23 OCTOBER 2013
MAKING FALSE ALLEGATIONS FOR APVOs BECOMES A CRIME
Making false allegations in order to obtain a personal violence order against a neighbour, co-worker, or stranger will become a criminal offence, Attorney General Greg Smith SC announced today.
“This move is designed to protect law-abiding citizens from false and vexatious APVO applications,” Mr Smith said.
“Anyone who thinks it is acceptable to make accusations they know to be untrue should think again, because under this law it will be an offence punishable with a fine of up to $1100, or up to 12 months in prison.”
The changes follow recommendations made by an interim review of frivolous and vexatious apprehended personal violence orders, which was tabled in parliament last month.

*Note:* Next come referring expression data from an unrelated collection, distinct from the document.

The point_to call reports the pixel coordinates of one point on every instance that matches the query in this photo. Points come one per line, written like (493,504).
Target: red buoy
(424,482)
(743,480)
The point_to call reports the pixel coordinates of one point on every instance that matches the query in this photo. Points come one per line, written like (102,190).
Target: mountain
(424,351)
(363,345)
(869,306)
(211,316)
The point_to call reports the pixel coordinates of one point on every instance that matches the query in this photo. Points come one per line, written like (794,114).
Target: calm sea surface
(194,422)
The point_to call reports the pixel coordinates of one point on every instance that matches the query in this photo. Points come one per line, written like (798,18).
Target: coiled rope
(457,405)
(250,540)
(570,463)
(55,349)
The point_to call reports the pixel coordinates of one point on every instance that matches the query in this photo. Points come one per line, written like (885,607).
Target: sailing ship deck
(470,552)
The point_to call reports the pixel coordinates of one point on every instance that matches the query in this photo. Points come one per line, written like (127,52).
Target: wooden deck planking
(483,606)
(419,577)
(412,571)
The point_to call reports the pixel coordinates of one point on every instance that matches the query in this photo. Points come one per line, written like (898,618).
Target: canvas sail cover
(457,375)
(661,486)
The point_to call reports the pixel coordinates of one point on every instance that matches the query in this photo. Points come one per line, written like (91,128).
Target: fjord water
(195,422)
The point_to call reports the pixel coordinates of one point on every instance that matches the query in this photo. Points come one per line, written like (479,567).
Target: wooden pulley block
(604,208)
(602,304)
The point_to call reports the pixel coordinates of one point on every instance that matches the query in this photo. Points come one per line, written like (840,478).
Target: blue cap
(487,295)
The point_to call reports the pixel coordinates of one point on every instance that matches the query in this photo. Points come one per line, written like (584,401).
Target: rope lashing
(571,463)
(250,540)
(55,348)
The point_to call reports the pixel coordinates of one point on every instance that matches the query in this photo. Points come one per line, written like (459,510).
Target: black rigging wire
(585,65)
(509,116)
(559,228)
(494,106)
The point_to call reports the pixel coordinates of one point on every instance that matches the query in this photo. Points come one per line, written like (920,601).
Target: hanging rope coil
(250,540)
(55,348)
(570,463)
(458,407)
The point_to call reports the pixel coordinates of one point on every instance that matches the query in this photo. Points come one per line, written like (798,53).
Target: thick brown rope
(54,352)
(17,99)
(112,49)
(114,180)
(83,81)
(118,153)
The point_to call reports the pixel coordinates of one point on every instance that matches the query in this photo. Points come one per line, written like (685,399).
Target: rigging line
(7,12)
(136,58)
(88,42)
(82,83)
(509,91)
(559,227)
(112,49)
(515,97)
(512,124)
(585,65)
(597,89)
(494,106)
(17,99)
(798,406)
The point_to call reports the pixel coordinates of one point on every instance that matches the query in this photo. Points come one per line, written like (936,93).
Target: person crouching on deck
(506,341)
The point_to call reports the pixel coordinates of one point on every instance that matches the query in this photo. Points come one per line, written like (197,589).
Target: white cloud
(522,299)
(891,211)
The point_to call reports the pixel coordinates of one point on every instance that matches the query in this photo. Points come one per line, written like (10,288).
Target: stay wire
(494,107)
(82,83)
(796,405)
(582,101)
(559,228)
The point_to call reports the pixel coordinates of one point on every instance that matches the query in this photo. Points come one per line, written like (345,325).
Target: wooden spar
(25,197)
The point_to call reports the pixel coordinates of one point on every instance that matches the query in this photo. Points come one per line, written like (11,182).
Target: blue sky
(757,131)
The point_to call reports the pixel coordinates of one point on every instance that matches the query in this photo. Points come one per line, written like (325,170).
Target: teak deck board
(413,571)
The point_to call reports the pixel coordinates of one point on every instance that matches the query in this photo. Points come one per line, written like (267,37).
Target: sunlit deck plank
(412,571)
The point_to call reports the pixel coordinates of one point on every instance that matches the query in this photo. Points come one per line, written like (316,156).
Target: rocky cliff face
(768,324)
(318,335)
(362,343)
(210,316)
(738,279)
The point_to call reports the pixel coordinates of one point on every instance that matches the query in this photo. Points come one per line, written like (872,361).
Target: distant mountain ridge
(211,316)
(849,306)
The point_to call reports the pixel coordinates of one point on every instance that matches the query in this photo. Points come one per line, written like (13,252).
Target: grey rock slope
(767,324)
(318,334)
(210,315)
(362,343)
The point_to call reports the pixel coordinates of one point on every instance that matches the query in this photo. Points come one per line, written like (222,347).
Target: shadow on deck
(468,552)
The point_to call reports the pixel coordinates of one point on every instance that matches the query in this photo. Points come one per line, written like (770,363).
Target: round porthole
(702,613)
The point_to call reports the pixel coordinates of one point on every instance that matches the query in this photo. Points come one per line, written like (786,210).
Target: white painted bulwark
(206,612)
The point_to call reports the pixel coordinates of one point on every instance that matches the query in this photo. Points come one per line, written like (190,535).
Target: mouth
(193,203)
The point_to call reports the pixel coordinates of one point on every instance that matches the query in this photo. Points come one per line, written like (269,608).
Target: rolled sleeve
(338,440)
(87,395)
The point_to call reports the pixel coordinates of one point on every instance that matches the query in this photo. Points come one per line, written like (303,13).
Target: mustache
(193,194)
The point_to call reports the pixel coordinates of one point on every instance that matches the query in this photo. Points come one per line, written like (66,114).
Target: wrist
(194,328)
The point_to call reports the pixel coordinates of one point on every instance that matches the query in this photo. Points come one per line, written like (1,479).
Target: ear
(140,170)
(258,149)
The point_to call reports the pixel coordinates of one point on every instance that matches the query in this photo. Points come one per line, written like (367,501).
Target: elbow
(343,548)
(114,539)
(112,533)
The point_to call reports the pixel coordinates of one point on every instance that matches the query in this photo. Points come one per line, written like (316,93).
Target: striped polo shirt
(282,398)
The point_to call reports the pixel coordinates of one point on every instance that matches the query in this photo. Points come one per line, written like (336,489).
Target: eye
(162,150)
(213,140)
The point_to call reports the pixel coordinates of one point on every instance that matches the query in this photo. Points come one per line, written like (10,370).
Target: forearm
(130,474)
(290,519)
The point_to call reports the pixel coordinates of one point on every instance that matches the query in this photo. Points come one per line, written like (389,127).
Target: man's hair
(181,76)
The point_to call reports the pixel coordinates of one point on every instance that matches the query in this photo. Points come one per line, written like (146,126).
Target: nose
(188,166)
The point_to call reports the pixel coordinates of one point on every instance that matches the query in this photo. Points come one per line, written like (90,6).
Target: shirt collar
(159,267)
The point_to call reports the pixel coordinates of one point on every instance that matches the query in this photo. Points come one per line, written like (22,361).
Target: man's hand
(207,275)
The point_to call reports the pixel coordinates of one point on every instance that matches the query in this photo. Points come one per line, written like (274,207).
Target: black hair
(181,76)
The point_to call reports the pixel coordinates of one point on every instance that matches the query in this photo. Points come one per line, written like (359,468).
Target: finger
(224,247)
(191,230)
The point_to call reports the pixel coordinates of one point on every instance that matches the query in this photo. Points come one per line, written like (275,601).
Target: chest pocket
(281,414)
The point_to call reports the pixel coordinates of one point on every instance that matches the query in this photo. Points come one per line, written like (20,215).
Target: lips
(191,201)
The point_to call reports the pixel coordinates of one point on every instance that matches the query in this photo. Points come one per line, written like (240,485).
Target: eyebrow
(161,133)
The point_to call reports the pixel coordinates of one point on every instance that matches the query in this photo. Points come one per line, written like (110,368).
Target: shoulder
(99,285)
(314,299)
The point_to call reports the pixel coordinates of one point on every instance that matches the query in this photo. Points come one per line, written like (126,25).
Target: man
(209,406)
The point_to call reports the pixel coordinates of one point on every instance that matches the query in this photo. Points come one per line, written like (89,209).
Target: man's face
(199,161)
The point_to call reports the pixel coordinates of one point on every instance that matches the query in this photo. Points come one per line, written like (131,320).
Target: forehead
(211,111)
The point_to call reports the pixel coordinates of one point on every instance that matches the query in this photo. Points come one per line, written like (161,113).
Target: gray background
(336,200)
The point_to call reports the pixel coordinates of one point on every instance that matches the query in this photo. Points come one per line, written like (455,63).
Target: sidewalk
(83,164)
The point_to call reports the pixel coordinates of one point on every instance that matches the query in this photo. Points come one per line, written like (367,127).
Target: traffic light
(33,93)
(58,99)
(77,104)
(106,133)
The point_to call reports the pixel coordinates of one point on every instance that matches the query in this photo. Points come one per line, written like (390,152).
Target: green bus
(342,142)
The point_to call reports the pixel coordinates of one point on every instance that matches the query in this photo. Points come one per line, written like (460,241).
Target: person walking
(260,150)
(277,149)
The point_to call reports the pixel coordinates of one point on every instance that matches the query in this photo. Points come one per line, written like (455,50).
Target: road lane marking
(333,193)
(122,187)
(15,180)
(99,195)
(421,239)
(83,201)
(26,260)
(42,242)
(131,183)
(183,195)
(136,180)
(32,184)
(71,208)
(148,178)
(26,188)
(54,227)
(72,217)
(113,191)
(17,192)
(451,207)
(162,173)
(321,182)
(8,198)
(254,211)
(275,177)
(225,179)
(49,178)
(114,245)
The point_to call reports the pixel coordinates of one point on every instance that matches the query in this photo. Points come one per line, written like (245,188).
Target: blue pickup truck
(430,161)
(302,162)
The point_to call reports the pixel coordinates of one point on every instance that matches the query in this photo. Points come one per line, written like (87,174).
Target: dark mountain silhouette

Apprehended Personal Violence Orders (APVOs) differ from Domestic Violence orders and can only be used when the victim is not in a “domestic relationship” with the alleged perpetrator.
The proposed changes to the Crimes (Domestic and Personal Violence) Act will make it an offence to give a false or misleading statement in an application for an apprehended personal violence order.
“This will make an application for an APVO consistent with other similar processes which require applicants to declare the truth of the information they provide,” Mr Smith said.
“It will only apply to people who knowingly make a false statement when applying for an APVO, which will provide some protection to vulnerable applicants such as people with mental health problems or cognitive impairments.”
The amendments to be introduced into parliament this week will also:
· require magistrates to refer APVO matters to mediation unless there are good reasons not to; and
· encourage a registrar to exercise their discretion to refuse to accept an application for an APVO where appropriate.
Changes will also be made by regulation to require applicants to declare a commercial relationship, debt or previous history of litigation between the parties
Under changes previously announced, this legislation will also give senior police the power to issue provisional ADVOs in cases of domestic violence and expand police powers to give an alleged perpetrator of domestic violence directions or detain them for the purpose of serving the order.